Ashby, interesting points. One other thing to throw in the mix – whether its that funds more focused on domestic investment that were the only ones receiving new funds. that certainly seems true in the case of Abu Dhabi.
But ultimately to me it seems more important to think about how different funds fit in to the national investment strategy. that overall asset allocation has definitely shifted in recent months – it remains to be seen how the rest of the year will play out.
either way the funds don’t seem to have purely financial interests at play, but that’s not necessarily a bad thing
That’s a good point, Rachel. The sudden rise in domestic investments may indeed be more a function of which SWFs were getting new capital than about any dramatic change in investment policies. Cheers.
Ashby, this is interesting. And once again you emphasise the deep antagonism towards SWFs being used for non-financial ends.
But why is this? An SWF is an asset of the state, and surely a sovereign state is permitted to use all of its assets, financial or otherwise, to further its national objectives, financial or otherwise. If that means using one of its financial assets (eg its SWF) to achieve a non-financial objectives (eg protecting or shoring up a critical industry), why is that wrong?

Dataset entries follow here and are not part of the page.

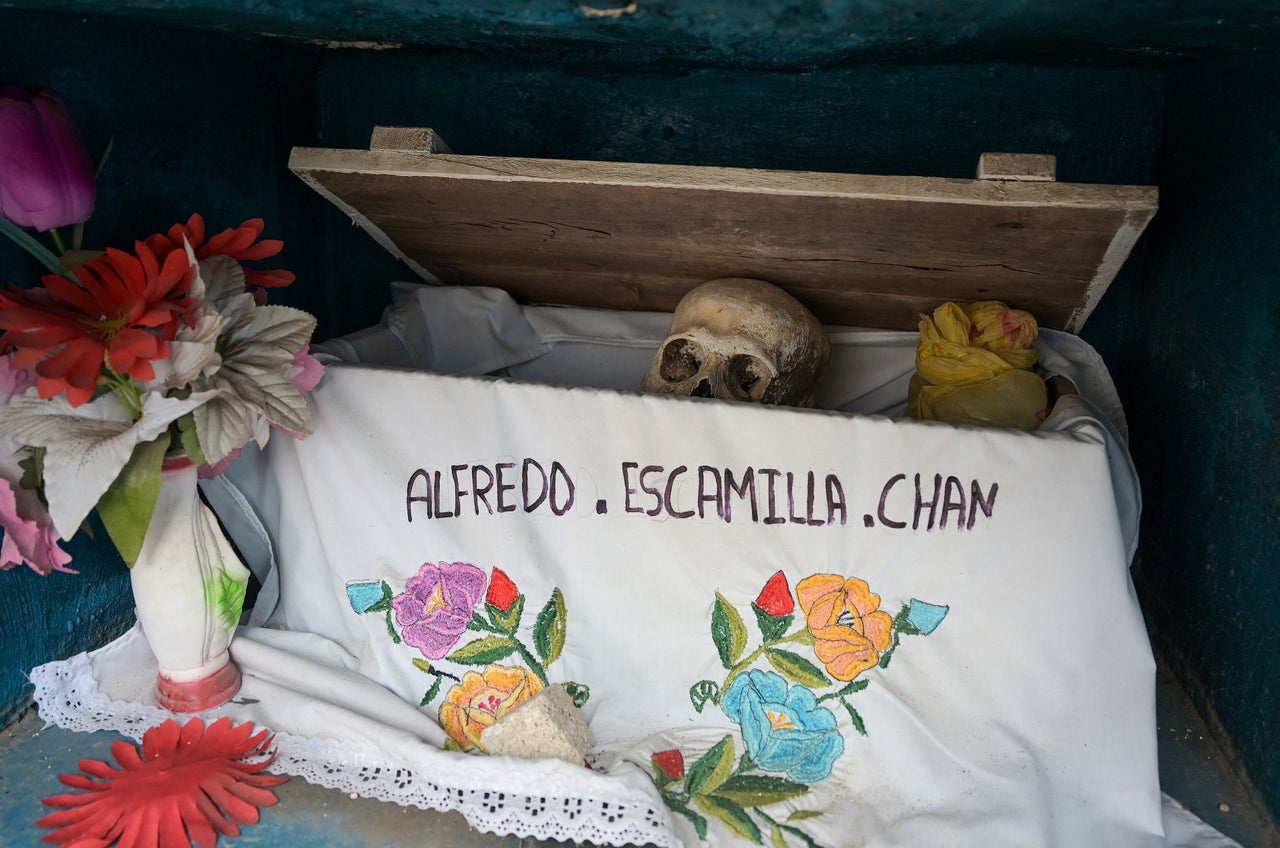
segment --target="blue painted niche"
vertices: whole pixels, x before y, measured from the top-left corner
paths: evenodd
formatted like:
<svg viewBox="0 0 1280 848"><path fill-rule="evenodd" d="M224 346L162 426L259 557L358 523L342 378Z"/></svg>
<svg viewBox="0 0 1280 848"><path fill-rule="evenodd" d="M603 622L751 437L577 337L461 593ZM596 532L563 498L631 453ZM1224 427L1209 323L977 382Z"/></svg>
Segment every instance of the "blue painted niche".
<svg viewBox="0 0 1280 848"><path fill-rule="evenodd" d="M1013 150L1158 184L1083 335L1130 416L1157 645L1276 811L1278 50L1274 2L0 0L0 81L62 91L91 147L115 137L89 238L263 216L321 335L377 321L409 274L288 151L379 123L474 154L965 177ZM0 277L34 273L0 246ZM114 553L74 552L79 577L0 575L0 721L26 669L129 622Z"/></svg>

After all, it is apparently acceptable for western countries such as the US and the UK to use the financial resources of the state to rescue banks, insurance companies, car manufacturers and so on. The only difference is that they are doing so with borrowed money, and the only reason for that is that they do not have assets in a SWF to use instead.
I don’t deny that people feel very strongly that SWFs should not be used for non-financial ends. I just don’t understand why not.

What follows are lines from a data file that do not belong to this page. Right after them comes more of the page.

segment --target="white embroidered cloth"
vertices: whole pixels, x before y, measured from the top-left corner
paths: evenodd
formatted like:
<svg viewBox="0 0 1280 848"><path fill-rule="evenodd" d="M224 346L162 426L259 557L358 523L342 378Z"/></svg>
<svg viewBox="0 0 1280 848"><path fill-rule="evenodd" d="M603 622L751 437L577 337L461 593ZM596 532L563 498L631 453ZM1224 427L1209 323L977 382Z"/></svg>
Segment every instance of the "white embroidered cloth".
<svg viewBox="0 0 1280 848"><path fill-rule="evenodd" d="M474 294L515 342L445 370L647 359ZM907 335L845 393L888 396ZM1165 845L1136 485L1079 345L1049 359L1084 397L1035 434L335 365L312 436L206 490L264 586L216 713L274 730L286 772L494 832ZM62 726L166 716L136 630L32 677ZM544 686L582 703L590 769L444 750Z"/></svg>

Thanks for the comment, John. As I said above, I am sympathetic to your views. I guess GAAP Principle 19 is the reference point here. It states that the SWF should seek to max risk adj returns. BUT if the SWF decides not to do that, then it should be transparent about what it is up to (ESG? Bailout? etc.). So long as it discloses the underlying motivation, then its operations are within the GAAP even if they are political…

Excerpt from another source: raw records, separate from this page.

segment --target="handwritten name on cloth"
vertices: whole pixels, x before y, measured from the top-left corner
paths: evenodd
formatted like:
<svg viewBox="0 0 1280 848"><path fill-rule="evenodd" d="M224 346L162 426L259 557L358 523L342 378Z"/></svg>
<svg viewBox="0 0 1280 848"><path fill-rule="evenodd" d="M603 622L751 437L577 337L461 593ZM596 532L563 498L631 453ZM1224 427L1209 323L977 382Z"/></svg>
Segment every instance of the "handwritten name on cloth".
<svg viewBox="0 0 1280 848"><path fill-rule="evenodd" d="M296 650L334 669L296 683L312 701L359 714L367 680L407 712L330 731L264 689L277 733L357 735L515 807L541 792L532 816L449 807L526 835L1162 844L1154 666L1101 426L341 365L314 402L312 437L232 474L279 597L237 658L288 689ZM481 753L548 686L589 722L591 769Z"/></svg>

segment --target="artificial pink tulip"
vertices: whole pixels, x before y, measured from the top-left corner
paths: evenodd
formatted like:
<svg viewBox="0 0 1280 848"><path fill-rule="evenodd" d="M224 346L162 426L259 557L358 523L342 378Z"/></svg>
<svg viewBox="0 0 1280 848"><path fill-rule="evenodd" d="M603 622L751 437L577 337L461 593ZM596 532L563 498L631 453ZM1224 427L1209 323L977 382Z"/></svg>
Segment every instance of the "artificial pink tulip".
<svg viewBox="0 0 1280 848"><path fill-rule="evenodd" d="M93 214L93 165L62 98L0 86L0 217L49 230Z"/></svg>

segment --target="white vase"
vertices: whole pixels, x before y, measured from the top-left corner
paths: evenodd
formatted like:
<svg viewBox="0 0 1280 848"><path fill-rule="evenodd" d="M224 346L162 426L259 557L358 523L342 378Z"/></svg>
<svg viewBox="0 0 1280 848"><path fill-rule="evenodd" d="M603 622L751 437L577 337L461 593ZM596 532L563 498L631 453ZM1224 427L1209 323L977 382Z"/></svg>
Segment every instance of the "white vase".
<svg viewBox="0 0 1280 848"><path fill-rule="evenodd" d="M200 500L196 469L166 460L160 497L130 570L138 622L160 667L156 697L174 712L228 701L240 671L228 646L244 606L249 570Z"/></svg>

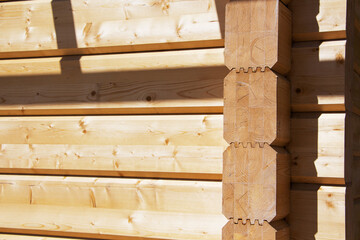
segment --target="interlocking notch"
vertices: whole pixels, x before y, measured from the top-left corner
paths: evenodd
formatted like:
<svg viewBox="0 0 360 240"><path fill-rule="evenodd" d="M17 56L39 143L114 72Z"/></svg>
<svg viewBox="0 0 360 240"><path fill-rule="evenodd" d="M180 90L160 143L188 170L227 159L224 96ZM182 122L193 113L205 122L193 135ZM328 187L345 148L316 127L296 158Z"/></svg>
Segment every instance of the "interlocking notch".
<svg viewBox="0 0 360 240"><path fill-rule="evenodd" d="M291 13L279 0L226 6L223 239L289 239Z"/></svg>
<svg viewBox="0 0 360 240"><path fill-rule="evenodd" d="M291 12L279 0L233 0L226 5L225 64L269 67L286 74L291 61Z"/></svg>
<svg viewBox="0 0 360 240"><path fill-rule="evenodd" d="M283 146L290 139L290 83L269 68L236 72L224 81L224 138L228 143Z"/></svg>
<svg viewBox="0 0 360 240"><path fill-rule="evenodd" d="M229 221L222 230L223 240L285 240L289 237L289 226L285 221L264 222L259 224L255 221L243 223L234 223Z"/></svg>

Perhaps we should figure out what we mean by legitimacy in the context of and SWF’s purpose (an instrument of neo mercantilism for instance), what would be legitimate sources (funds derived from (again neo mercantilist) currency manipulation probably not), what would be legitimate uses (probably bailing out the brother of the ruler’s bad investments is not), etc.
Or we could simply say that any fund that adheres to GAPP is exists and operates legitimately. Trouble is, try to reconcile reality with an ambiguous code of conduct without enforcibility.. Just kiding.
I think we’re talking about a two sided conception of legitimacy: purpose/objective and function/efficiency. Both sides are crucial for winning both domestic and international legitimacy.